# Mock Hunt Test Pictures



## Klamath Gold (Dec 26, 2008)

Wow those are great photos.
Correct me if I am wrong but it appears that we have from top to bottom:
1) Dooley
2) Amber
3) Rooster ? or Dooley ?
4) Rooster
5) Rooster

Thanks for posting the photos. I had a great time.
Randy


----------



## Jersey's Mom (Nov 25, 2007)

Looks like a great day of goldens doing what they do best!! I'm jealous!! 

Beautiful pictures!!

Julie and Jersey


----------



## Ljilly28 (Jan 22, 2008)

Awesome pictures- I loved seeing them.


----------



## kjarv24 (Nov 7, 2008)

What wonderful Pictures  I enjoyed looking at them, It's really neat seeing goldens doing what they were bred to do!


----------



## sammydog (Aug 23, 2008)

Looks like so much fun! Great pictures, thanks for sharing!!

We were going to go to a mock hunt test tomorrow but Mira went into heat a few days ago... I also had her entered in her first hunt test next weekend, so looks like I will be getting my money back for that too!!! :doh:

We had taken a Junior level class and been training Sat and Sun for the last few weekends. It was a blast and we have learned a lot.

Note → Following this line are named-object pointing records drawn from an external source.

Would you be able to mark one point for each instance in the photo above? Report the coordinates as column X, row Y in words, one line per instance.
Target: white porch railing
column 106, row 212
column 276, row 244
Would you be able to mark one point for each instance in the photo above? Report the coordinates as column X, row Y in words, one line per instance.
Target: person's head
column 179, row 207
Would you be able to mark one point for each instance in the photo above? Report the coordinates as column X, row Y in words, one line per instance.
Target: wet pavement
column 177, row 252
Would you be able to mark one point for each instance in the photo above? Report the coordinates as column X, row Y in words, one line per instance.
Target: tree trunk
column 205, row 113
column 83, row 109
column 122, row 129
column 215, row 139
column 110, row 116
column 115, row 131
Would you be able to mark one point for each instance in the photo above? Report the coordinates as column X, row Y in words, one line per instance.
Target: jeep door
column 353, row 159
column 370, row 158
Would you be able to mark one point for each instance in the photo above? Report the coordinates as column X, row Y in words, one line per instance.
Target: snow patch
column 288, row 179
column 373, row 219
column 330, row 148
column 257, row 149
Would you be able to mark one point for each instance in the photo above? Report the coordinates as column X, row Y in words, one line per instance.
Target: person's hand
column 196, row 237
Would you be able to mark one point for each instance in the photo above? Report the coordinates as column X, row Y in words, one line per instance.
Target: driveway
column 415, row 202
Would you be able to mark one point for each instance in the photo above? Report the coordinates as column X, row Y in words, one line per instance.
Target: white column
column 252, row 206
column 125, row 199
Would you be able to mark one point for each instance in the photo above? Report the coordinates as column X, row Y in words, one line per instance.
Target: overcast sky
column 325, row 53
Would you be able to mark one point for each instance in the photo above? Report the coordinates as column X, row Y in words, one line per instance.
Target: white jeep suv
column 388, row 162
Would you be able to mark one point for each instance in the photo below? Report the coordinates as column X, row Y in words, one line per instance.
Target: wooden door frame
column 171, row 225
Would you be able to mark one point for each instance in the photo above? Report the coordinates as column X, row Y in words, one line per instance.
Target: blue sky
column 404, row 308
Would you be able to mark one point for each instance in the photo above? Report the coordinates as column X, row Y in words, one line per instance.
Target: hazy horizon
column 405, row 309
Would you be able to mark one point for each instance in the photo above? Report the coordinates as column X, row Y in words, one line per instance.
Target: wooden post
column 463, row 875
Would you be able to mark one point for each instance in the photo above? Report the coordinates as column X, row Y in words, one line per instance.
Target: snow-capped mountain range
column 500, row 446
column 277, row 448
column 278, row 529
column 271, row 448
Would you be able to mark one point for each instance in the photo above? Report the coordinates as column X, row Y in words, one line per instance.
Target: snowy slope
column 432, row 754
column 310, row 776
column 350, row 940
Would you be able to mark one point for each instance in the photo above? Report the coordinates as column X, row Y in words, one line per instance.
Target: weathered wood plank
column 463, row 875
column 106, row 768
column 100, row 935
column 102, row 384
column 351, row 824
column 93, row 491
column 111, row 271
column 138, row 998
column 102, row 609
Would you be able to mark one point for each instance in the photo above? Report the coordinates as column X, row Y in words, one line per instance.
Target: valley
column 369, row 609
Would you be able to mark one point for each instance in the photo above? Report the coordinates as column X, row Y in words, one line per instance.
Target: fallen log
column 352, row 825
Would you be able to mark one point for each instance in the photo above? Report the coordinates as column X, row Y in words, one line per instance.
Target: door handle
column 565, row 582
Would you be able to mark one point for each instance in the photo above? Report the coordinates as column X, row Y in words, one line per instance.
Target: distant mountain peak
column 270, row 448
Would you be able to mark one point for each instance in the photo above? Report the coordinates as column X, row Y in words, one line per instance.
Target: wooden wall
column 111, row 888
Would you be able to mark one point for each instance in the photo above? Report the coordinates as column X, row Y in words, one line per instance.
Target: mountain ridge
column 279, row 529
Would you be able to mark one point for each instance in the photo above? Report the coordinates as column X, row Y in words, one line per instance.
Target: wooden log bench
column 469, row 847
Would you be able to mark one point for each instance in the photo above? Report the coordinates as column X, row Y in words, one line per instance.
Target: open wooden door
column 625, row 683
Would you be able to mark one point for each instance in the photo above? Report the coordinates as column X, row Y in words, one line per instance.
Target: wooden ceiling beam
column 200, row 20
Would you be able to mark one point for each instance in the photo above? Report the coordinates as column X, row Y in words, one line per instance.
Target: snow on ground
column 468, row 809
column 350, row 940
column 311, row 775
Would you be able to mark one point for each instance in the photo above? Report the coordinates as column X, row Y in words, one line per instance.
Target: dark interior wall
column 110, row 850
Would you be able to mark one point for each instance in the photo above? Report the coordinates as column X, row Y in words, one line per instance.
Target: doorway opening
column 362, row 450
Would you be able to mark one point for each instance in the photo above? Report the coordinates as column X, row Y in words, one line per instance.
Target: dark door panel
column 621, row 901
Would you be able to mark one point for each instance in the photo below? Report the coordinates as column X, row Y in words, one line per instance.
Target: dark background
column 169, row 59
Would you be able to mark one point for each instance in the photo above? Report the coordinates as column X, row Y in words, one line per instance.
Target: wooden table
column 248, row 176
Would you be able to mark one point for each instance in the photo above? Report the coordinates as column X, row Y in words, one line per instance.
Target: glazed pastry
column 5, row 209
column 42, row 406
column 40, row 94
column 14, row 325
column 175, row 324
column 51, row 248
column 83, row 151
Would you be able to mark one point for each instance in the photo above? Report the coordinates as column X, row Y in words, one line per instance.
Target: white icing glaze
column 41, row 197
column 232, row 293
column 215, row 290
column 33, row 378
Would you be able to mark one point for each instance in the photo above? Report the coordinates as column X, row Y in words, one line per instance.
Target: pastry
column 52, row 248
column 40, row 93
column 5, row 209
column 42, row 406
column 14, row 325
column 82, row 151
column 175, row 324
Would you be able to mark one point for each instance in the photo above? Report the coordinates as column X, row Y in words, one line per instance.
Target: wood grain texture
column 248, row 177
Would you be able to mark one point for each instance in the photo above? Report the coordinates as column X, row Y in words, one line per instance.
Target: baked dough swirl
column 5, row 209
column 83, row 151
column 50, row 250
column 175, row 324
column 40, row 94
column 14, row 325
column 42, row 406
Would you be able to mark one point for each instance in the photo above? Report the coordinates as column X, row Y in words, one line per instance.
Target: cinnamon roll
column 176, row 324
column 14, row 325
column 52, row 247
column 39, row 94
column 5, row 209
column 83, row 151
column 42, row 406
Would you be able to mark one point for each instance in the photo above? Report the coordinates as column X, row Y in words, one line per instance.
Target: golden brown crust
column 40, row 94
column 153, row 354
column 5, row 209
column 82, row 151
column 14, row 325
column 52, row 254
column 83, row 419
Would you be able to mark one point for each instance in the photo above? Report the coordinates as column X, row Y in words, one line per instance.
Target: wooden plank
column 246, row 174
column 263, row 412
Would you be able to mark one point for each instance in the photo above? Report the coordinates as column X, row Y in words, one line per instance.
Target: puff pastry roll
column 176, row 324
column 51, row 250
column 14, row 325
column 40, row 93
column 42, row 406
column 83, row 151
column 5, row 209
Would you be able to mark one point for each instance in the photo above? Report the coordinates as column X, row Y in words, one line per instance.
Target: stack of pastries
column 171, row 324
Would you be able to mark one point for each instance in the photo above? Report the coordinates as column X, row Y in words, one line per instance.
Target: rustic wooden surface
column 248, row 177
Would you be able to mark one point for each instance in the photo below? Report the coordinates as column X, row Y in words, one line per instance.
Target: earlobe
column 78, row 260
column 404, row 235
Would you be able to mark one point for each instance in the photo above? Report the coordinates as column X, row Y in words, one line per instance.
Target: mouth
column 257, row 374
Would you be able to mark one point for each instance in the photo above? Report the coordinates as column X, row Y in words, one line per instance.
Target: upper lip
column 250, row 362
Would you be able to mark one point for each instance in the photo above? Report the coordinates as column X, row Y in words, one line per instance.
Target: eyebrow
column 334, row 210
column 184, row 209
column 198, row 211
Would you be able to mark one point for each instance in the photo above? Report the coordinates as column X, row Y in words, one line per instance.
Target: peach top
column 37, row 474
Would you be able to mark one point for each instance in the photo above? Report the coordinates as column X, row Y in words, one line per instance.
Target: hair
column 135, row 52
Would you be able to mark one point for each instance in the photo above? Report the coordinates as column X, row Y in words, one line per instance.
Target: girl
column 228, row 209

Looking forward to hearing more about your training and seeing more pictures!


----------



## fuzzbuzz (Aug 3, 2008)

Love the pictures. The dogs look like they had a good time too! Thanks for posting them.


----------



## DNL2448 (Feb 13, 2009)

Sorry, the order is Dooley (my boy) then Amber and the rest are Rooster (Klamath Gold's kids)


----------



## hotel4dogs (Sep 29, 2008)

awesome photos!! I wanna play tooo!


----------



## jnmarr (Mar 7, 2008)

Fantastic photos. I really enjoyed seeing the dogs working.. Thanks for sharing them.


----------



## Klamath Gold (Dec 26, 2008)

We did indeed have fun.

Any golden that wants to join in is welcome... we have even been known to allow a few labs in as well....'long as they're quite about it.


----------



## Debles (Sep 6, 2007)

Gorgeous shots! My boys have done mock hunts and the real thing but not for a long time. Great to see the action!


----------